Insitekaltim, Samarinda – Komisi III DPRD Kota Samarinda melakukan inspeksi mendadak (sidak) terhadap sejumlah bangunan di Jalan Abul Hasan, Kamis, 5 Maret 2026.
Sidak ini dilakukan untuk memastikan setiap pembangunan telah memenuhi ketentuan tata ruang serta mengantongi perizinan yang berlaku.

Kegiatan tersebut dipimpin langsung oleh Ketua Komisi III DPRD Samarinda Deni Hakim Anwar, dan turut didampingi perwakilan dari Dinas Pekerjaan Umum dan Penataan Ruang (PUPR) serta Dinas Lingkungan Hidup (DLH) Kota Samarinda.
Dalam peninjauan tersebut, Komisi III menyoroti salah satu bangunan usaha, Surya Phone yang diduga belum dapat menunjukkan dokumen Persetujuan Bangunan Gedung (PBG) saat diminta oleh tim di lapangan.
“Terima kasih kepada teman-teman media yang sudah membersamai kegiatan sidak Komisi III hari ini. Kami juga didampingi dari Dinas PUPR bagian penataan ruang serta dari DLH, termasuk Kabid Pencemaran Pak Agus,” ujar Deni.
Ia menjelaskan, bangunan tersebut sebelumnya telah menjadi perhatian dinas terkait dan Tim Wali Kota untuk Akselerasi Pembangunan (TWAP). Namun, Komisi III merasa perlu melakukan pengecekan langsung untuk memastikan kelengkapan administrasi perizinan bangunan.
“Salah satu yang kita pastikan adalah perizinannya. Kita ingin memastikan bahwa bangunan yang dibangun telah memiliki PBG. Saat sidak tadi, pemilik bangunan belum bisa menunjukkan dokumen asli pengajuan perizinan tersebut,” jelasnya.
Untuk memastikan legalitas pembangunan tersebut, DPRD berencana memanggil pihak pemilik bangunan bersama instansi terkait guna melakukan klarifikasi lebih lanjut.
“Mungkin nanti akan kita jadwalkan pemanggilan ke DPRD dan mengundang dinas terkait agar kita bisa melakukan pengecekan bersama,” katanya.
Selain persoalan perizinan, Komisi III juga menerima informasi bahwa terdapat dua bangunan berbeda di lokasi yang sama. Salah satu bangunan di bagian belakang disebut telah mengantongi Izin Mendirikan Bangunan (IMB), sementara bangunan di bagian depan diduga belum memiliki PBG.
“Informasinya ada dua bangunan dalam satu lokasi.

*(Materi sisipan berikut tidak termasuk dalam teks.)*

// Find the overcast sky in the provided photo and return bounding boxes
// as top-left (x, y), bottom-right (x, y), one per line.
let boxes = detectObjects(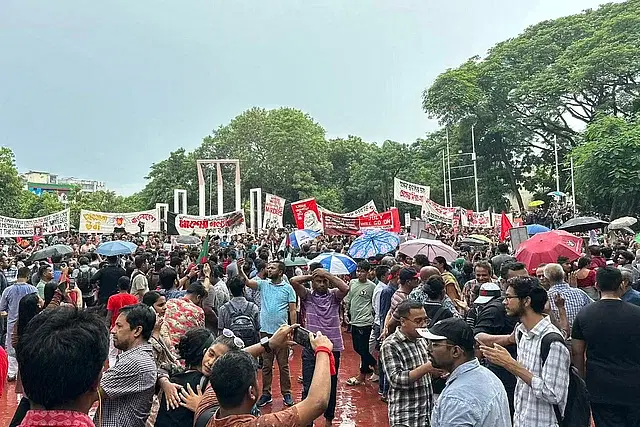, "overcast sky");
top-left (0, 0), bottom-right (616, 195)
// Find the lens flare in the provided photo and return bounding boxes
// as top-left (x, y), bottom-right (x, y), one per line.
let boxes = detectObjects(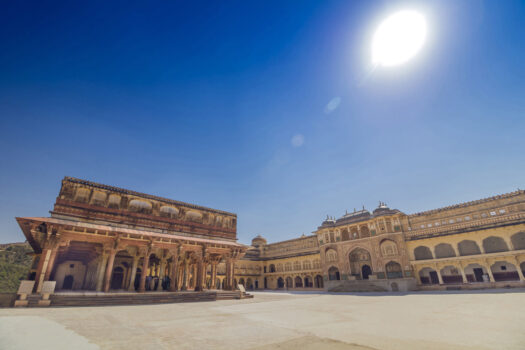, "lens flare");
top-left (372, 10), bottom-right (427, 67)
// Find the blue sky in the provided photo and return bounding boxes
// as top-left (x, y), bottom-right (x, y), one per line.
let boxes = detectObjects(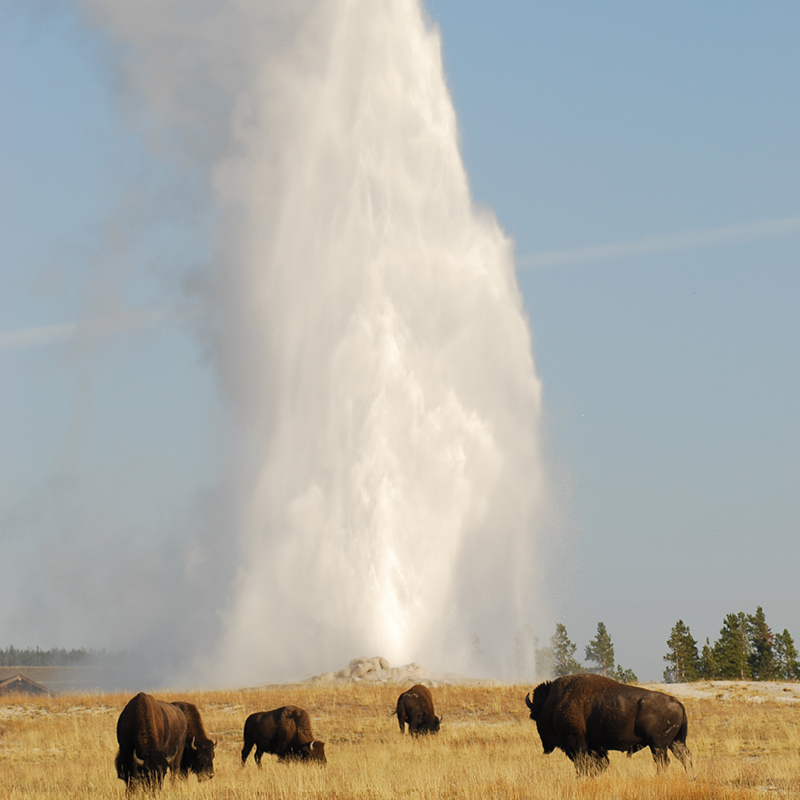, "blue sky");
top-left (0, 0), bottom-right (800, 680)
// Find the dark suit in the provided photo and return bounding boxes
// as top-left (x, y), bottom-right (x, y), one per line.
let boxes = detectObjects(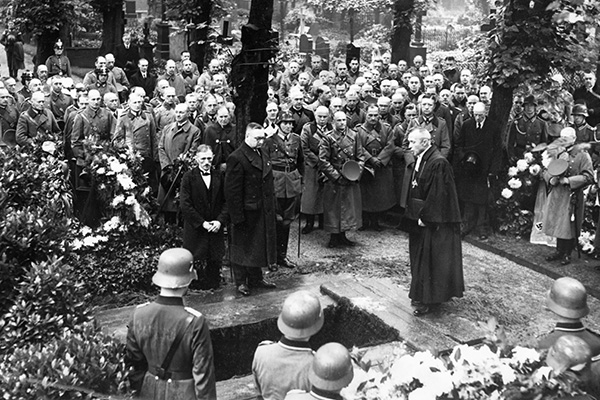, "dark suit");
top-left (180, 167), bottom-right (229, 287)
top-left (225, 142), bottom-right (276, 286)
top-left (129, 71), bottom-right (156, 97)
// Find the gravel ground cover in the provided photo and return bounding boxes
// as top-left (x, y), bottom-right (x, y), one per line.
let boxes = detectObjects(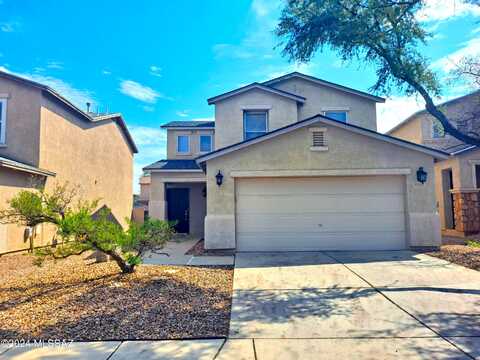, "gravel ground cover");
top-left (428, 245), bottom-right (480, 271)
top-left (0, 255), bottom-right (233, 341)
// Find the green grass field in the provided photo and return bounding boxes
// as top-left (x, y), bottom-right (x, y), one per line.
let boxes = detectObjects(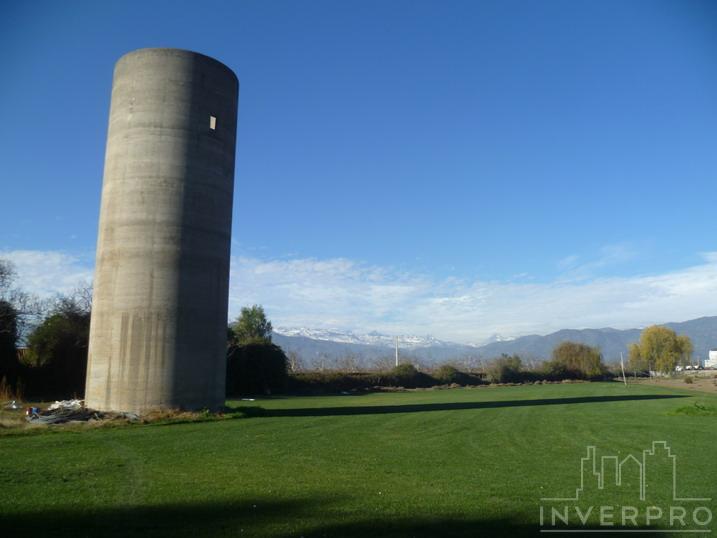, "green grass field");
top-left (0, 383), bottom-right (717, 537)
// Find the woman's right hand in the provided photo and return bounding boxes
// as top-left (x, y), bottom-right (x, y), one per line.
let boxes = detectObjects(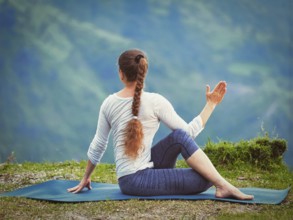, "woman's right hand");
top-left (67, 178), bottom-right (92, 193)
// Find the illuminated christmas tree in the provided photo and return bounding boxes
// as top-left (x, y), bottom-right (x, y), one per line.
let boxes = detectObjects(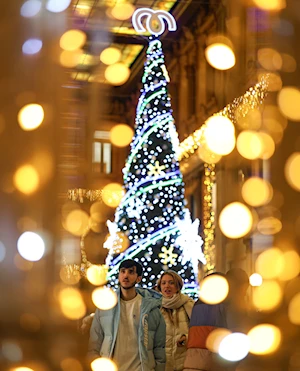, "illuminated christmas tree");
top-left (104, 11), bottom-right (205, 294)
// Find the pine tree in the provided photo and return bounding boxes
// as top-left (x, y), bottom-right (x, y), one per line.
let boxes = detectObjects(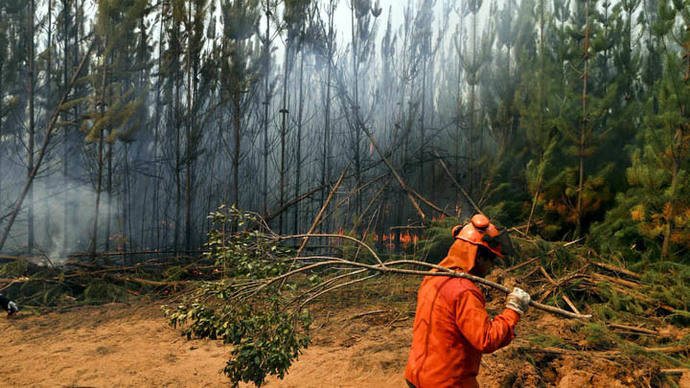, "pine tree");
top-left (595, 0), bottom-right (690, 260)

Bangunan di belakang sudah memiliki IMB, sedangkan yang di depan belum memiliki PBG. Ini yang akan kita pastikan kembali,” tambahnya.
Pada sidak yang sama, Komisi III juga menerima keluhan dari ahli waris lahan yang berbatasan dengan bangunan Toko Baja Steel di kawasan tersebut. Mereka mengaku keberatan karena bangunan itu diduga melampaui batas kepemilikan tanah.
Menanggapi persoalan tersebut, Komisi III mendorong kedua pihak untuk menyelesaikan permasalahan secara musyawarah terlebih dahulu.
“Tadi kita sudah memberikan ruang kepada mereka untuk berdiskusi mencari solusi. Jika nantinya tidak ditemukan kesepakatan, kemungkinan kita akan mengundang kedua pihak ke kantor DPRD Kota Samarinda untuk mencari jalan keluar,” pungkas Deni.